In a book co-authored by Bob Brown entitled "The Greens", society is condemned for being selfish and consumer-driven, and not meeting the needs of the current generation, let alone the needs of future generations and non-human species. They describe the Greens party model as non-hierarchical, networking and alliance-building. Decisions are made by consensus and women were equally represented within the membership and leadership, not because of quotas, but because the greens arose out of activist and community groups where women are already well represented. Policy positions, decided in consultation with members, seemed to reinforce values of cooperation, compassion, integrity and a concern for future generations. The qualities traditionally associated with feminism seemed to be lived out and considered valuable and important qualities in future-thinking politics by the Greens.

Whenever I have heard Bob Brown speak since, he has lived up to the values that are now so important to me - integrity, compassion and a participatory approach to democracy. He always modelled a style of leadership that is in touch, honest and direct. Women and men in Australian politics could learn a lot from Bob. Although he has now left politics, and so was wearing his "concerned citizen" cap rather than his "Leader of the Greens" hat, I admire and thank him for his contribution to Australian politics.

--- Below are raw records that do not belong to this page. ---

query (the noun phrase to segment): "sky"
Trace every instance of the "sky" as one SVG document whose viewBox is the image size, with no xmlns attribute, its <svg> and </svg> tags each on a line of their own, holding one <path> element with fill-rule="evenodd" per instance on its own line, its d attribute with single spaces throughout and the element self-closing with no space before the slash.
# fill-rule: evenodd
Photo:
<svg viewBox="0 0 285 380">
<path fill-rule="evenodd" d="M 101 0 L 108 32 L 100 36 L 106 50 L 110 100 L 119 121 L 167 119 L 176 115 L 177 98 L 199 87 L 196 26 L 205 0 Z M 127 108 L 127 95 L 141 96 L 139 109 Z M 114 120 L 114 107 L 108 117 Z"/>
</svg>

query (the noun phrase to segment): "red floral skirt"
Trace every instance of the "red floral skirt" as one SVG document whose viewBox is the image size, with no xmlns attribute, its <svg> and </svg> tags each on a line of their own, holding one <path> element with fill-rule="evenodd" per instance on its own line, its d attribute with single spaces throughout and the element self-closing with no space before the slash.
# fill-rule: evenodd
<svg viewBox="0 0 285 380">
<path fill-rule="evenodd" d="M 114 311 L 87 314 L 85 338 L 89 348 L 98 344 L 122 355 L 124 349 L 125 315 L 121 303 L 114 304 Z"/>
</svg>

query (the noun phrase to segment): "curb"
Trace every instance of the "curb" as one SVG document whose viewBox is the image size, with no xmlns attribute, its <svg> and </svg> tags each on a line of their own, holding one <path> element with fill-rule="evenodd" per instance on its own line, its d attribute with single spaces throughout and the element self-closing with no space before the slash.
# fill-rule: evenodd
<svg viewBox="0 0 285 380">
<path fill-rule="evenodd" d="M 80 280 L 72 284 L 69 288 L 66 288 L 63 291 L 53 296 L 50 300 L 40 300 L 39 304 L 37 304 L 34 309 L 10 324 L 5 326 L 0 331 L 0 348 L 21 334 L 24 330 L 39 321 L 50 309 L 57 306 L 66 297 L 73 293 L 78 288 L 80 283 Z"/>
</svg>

As I sat down to lunch with Peter and a bunch of our activist and Quaker friends, I felt reinvigorated. While the situation we find ourselves in today is pretty dire - even more dispassionate approaches to asylum seekers, reductions in overseas aid, funding cuts to basic needs, and a female Prime Minister who was treated appallingly - there is hope. Since joining the Greens I have met so many gorgeous, charming, welcoming, committed, passionate and intelligent people to add to the list of pretty amazing Quaker friends, flatmates and colleagues who will be part of making this clunky old political system of ours into one that is more community based, nonviolent and future thinking. All of them are my political heroes too.